I’ve just had my 4th swimming lesson with Karl McEntegart at DCU and I really feel I’m making progress. In fact it’s not just a feeling – I can clearly see the difference – from 63 mins in the water for my 1st sea race in July, to 36 mins for my 4th race a month later!
I don’t remember not being able to swim. Like walking, it’s just something I always remember doing. My mum used to tell me that my dad left me sitting on a rock at the beach in Tramore and the tide came in and knocked me off. I don’t know if that’s true, but she claimed I was a toddler at the time, and I doggy paddled back to the shore before anyone could reach me. I love the mermaid feel to the story, so I’m going to claim it and refuse to forensically examine it too closely!
You’d imagine with my ‘mermaid-style’ start to life, that I’d be a strong swimmer. Well I’m not. I’m a comfortable swimmer. I have never struggled in water, never felt tired or sore while swimming, never felt afraid. In fact, when I was 23 stone, being in the water was a very happy place for me. I could hide my body under the surface of the waves and imagine I was beautiful. That mermaid thing again…
Have I Made A Huge Mistake?
It wasn’t until I tried my 1st sea-race this July that I realised how far out of my depth I really was. Struggling to breathe as the waves slapped me in the face, I really began to think I’d made a huge mistake. Everyone else was out of the water and gone home, all but the last of the big orange marker buoys had been taken out of the water, and to my embarrassment I was now on 1st name terms with the rescue boat, who kept asking if I needed a lift! They were probably hoping I’d give up, call it a day, and let everyone go home to their tea… I realised afterwards that race means, well, race! I had never swam against a clock before, never attempted to be fast before. I would happily swim all day, but I wasn’t actually going anywhere. Throw a choppy sea and a turning tide into the mix and you begin to see why I was twice the length of time in the water than the svelte creatures who had flown past me at the first marker.

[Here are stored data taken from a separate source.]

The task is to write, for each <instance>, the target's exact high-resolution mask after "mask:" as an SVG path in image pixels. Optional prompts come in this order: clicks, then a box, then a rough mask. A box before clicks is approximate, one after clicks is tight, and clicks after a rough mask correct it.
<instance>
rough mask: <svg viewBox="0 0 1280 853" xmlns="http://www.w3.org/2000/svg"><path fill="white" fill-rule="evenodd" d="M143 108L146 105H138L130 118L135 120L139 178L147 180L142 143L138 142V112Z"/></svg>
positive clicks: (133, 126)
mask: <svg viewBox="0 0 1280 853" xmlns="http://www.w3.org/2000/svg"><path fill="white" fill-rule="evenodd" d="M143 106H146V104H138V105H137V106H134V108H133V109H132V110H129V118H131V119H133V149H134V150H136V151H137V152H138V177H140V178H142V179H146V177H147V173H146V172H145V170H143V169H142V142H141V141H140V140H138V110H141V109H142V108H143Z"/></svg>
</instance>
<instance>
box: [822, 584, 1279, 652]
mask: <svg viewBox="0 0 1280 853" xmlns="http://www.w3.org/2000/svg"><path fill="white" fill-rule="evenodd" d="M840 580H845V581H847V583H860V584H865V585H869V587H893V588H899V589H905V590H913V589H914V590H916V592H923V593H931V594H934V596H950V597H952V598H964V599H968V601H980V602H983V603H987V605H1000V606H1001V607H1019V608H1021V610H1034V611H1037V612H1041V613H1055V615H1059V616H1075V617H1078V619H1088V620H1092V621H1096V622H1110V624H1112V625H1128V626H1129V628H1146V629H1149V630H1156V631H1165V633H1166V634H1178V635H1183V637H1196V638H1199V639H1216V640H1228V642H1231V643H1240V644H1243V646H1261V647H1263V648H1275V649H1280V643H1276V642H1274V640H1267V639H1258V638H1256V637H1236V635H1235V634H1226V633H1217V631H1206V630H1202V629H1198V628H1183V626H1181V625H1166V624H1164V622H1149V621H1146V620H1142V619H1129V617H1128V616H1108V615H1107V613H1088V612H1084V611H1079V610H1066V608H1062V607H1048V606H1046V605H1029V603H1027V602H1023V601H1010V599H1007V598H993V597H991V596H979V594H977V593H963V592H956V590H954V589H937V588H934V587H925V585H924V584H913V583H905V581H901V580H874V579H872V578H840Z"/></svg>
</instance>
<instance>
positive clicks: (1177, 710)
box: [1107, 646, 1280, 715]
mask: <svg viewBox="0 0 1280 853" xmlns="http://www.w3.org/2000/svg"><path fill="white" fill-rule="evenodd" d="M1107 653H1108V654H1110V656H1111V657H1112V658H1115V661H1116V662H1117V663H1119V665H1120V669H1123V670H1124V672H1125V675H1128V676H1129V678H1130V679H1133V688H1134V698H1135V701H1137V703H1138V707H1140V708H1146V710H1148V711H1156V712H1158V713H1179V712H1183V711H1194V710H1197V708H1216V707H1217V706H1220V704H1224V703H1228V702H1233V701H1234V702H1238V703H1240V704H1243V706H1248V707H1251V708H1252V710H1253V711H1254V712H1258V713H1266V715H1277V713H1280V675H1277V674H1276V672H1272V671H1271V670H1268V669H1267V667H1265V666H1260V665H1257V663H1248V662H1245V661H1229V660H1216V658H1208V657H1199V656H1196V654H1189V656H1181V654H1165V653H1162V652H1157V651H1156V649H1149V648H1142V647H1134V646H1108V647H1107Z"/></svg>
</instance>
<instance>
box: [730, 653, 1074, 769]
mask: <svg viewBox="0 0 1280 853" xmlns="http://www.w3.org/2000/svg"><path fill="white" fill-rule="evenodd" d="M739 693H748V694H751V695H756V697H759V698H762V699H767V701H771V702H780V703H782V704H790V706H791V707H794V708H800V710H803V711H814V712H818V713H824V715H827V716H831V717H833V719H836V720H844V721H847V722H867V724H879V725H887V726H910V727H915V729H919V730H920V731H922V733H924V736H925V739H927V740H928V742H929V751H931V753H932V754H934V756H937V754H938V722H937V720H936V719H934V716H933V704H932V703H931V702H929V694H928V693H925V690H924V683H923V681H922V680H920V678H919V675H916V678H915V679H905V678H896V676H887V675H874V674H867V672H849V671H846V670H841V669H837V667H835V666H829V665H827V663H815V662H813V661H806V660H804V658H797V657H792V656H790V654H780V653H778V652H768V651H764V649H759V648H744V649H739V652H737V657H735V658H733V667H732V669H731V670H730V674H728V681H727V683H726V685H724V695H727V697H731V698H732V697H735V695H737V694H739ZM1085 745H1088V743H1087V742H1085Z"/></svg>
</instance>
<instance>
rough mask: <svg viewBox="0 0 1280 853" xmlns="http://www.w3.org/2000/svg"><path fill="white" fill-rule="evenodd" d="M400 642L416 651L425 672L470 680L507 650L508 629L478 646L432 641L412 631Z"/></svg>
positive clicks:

I realised I had work to do and that was when I started my pool lessons with Karl. He is brilliant at correcting my technique without overwhelming me, and I go away enthusiastically anxious to try out each new trick. Joining the Eastern Bay Swimming Club pool nights has also been a revelation. An hour of swimming lengths against the clock. It’s tough and it’s slightly soul destroying because I’m at least a length behind everyone else in my lane. But I know the only way I can shorten that distance is to keep going.
Each of my 4 sea races have been an education too. Dealing with tides and currents, wind, cold and the dreaded jellyfish. It’s been a tough year to get involved with sea racing. It’s been really stormy, there have been water quality issues, and there have been a staggering amount of jellyfish, including the big bad boy sort, that you hear warnings about on the radio.
Will Curiosity Kill The Cat?
So why this year? Why keep pushing so hard? If I’m honest, it’s because I had a dream. I’ve always been fascinated with Dublin’s iconic
annual river race – the Liffey Swim. While doing ‘kayak rescue cover’ for the swimmers last year I had a sneaky curiosity about whether I would ever be able to swim it too. I swam in the sea all last winter with Eastern Bay, but I was staying close to shore and not pushing any distance. Then I came back to Dublin in July after climbing Elbrus and the thought of having a go at the Liffey just refused to go away.
Which brings me to today’s lesson. After race one, I didn’t think I’d have a chance. You need to complete 4 open-sea races to even qualify to join the starting line for the Liffey Swim. Well I’ve done that. Somewhat to my own surprise, I have my races in. I could have given up at race one, but I didn’t,
and it’s a lesson on the value of just staying on in there. I’m still slow, but I’m not as slow as I was, and I’m improving all the time.
Today I drove over to Dublin 4 to hand-deliver my entry form for the Liffey Swim. I’ve worked so hard to complete those qualifying races that I was afraid to trust the form to
the post. The funny thing is, I bumped into the postman along the way and he had a bunch of
envelopes that were clearly other forms headed for the same address. We ended up having a fine chat about sea swimming, the Liffey Swim, and me apologising for my unwarranted lack of faith in the postal system. Nice bloke and only in Ireland…
So now the race is on.
I’m not racing against the other swimmers – I’m racing against myself. The Liffey Swim on September 13th is 2,500 metres against the tide. That’s 1,000 metres more than I’ve swum so far, and there’s a one-hour cut off. I have qualified to enter, but I still have a lot of work to do to complete the swim within the given time.
I have two weeks, I have Karl, I have Eastern Bay and I have a stubborn desire to be a mermaid.